Lowell grunted, too low to be heard, but there was no doubt he didn't want to draw attention to himself. Now, on the way to teach, Lowell loses interest and yawns at the thought of a classroom full of students who still think they can learn everything through study. A person leaning lazily on an elm tree, wearing a bright yellow plaid vest, described as thin, or rather weak, but very tall, even leaning on a tree is taller than Lowell.This person is not young, he must not be a student, and his clothes are ragged, he must not be a member of the academy.He watched Lowell with that insatiable expression common to lovers of literature.

As Lowell passed him, his yellow plaid vest leaned against the trunk of a tree, and pressed the brim of his bowler hat on his head.The poet only felt that his face was hot, so he nodded slightly in a panic, and hurried across the campus to the classroom, rushing to fulfill his duties for the day, and had no time to think about the unusualness of the man's gaze on him. Artemis Prescott Healy, born 1804, died 1865.He is buried in the family plot on the main hillside of Mount Auburn Cemetery, which the family had bought many years ago. Many literati still complain about the cowardly decisions Healy made before the Civil War.But everyone agreed that only the most extreme radicals of the past would insult the state court justice by refusing to attend his funeral.
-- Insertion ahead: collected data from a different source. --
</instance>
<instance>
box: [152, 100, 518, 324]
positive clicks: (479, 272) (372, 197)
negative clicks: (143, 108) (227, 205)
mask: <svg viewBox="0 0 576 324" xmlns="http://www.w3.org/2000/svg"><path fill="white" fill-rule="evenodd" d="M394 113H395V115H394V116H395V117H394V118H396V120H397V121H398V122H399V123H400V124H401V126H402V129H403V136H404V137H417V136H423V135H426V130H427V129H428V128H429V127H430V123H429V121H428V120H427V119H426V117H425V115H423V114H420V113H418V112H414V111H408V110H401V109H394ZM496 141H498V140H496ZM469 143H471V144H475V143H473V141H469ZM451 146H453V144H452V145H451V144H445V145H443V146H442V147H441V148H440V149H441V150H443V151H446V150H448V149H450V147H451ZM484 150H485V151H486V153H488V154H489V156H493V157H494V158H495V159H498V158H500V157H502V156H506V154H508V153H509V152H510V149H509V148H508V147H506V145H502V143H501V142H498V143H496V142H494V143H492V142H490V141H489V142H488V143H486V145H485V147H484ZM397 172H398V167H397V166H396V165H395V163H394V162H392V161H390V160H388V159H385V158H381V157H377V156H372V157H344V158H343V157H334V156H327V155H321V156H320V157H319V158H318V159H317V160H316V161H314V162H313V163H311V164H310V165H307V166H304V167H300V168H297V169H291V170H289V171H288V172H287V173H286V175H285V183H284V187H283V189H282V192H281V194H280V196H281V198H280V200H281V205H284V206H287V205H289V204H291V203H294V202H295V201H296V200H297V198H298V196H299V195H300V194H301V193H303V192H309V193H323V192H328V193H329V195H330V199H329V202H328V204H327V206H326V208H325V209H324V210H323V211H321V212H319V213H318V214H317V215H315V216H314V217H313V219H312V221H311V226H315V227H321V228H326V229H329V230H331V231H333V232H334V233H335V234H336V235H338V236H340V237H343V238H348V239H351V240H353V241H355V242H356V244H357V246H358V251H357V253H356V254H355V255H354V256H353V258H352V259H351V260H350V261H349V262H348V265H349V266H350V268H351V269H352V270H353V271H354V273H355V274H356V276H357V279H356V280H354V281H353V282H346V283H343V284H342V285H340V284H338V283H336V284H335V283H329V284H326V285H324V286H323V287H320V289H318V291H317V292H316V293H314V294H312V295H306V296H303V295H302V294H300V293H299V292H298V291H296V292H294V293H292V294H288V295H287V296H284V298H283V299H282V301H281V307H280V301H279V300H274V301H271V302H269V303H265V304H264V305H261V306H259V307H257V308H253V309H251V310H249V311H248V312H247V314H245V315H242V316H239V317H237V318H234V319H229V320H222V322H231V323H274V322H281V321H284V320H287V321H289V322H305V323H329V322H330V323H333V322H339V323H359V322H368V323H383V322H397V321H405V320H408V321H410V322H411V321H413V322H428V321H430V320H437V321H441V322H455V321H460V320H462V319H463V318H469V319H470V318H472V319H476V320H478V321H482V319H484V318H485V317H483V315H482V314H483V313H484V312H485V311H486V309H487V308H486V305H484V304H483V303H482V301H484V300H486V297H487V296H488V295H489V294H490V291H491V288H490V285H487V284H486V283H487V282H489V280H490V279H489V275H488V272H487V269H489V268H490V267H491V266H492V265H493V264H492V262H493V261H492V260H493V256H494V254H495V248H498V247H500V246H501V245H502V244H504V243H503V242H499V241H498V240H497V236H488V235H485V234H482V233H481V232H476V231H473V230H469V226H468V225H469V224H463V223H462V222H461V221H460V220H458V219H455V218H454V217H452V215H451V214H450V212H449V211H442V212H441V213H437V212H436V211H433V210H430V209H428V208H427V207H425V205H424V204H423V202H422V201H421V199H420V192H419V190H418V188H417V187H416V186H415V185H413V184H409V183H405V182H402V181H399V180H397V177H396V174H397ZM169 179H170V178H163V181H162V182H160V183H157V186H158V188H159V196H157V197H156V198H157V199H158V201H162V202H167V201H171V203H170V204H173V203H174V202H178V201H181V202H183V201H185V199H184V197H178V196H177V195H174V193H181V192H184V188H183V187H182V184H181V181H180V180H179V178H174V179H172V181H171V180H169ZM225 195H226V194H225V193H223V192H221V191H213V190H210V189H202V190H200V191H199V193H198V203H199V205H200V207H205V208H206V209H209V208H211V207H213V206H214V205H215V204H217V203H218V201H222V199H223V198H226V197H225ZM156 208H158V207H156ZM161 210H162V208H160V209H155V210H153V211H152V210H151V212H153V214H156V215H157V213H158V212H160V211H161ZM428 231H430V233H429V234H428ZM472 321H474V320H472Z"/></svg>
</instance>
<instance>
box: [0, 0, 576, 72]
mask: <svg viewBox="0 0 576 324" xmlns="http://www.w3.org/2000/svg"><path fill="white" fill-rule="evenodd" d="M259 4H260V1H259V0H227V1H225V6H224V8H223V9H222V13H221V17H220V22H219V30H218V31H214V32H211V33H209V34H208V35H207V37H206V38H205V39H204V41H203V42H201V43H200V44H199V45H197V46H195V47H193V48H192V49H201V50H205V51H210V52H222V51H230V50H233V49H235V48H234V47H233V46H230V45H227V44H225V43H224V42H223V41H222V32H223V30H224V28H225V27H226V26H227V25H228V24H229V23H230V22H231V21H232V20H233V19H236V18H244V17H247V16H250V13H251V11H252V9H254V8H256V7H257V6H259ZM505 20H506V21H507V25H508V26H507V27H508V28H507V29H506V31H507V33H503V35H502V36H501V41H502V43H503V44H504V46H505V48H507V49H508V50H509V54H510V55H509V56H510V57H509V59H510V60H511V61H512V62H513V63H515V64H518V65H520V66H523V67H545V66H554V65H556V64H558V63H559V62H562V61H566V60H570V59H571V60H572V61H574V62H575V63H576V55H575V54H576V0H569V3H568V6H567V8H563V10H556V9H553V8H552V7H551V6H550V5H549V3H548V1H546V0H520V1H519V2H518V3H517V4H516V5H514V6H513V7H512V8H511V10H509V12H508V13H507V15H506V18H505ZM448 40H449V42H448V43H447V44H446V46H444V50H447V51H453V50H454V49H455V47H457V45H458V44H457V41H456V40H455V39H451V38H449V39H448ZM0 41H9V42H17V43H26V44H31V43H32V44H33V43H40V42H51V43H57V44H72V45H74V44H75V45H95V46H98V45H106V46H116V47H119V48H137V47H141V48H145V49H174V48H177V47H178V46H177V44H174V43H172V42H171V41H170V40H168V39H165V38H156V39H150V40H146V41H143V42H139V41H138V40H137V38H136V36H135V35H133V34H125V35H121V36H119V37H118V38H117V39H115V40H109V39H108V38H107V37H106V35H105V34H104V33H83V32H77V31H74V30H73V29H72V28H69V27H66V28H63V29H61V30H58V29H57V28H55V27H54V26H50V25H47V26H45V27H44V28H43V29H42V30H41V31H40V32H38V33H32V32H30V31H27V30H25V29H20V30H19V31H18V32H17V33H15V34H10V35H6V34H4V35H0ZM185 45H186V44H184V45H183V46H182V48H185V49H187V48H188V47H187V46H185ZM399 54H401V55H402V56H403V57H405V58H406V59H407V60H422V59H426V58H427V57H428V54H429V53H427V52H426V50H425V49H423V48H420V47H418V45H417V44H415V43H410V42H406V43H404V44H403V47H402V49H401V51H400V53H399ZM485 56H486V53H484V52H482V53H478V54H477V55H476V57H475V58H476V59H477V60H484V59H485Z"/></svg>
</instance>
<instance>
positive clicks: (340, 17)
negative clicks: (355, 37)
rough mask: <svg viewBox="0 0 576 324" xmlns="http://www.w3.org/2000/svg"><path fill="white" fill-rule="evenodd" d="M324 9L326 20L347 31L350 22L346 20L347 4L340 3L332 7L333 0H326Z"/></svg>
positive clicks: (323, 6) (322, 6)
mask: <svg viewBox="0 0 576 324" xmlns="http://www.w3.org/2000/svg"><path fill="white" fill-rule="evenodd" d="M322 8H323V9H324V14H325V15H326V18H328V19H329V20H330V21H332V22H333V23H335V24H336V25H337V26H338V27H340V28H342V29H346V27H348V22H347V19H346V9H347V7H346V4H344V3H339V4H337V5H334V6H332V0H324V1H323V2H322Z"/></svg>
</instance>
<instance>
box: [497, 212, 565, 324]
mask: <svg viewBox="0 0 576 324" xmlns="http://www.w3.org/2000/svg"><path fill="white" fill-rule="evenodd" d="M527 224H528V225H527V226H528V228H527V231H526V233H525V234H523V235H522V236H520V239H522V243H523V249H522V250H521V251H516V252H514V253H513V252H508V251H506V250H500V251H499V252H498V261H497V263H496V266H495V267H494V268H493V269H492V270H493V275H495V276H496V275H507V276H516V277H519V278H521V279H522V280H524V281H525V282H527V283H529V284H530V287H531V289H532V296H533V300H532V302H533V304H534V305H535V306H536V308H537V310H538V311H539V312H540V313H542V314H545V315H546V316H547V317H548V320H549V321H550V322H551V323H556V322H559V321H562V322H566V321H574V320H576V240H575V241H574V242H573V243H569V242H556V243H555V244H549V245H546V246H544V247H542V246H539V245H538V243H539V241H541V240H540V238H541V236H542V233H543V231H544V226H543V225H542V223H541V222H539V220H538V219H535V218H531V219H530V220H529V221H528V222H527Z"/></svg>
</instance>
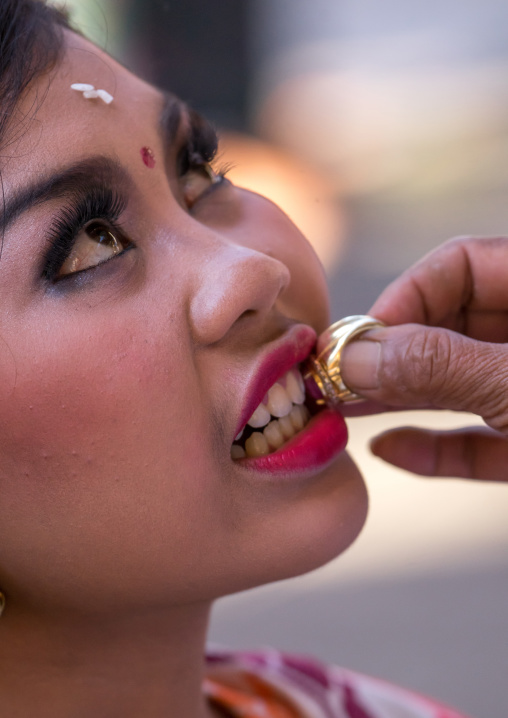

Holmes was hardly the confidant of the dead man, as few, even among the sages of Boston, could say.Justice Healy had served on the Harvard Oversight Board, so Dr. Holmes had official contact with Harvard administrator Healy, not with Justice Healy. Dr. Holmes's longest contact with this judge was in the courthouse. That contact shocked him so much that he wanted to hide completely in the ivory tower of poetry.The Webster case, like all death penalty cases, was heard by a three-judge bench chaired by the Chief Justice, and Holmes was required to testify as John Webster's character witness.It was at a critical moment in that trial many years ago that Holmes delivered a lengthy and dreary testimony that forced Healey to back down from his point of view.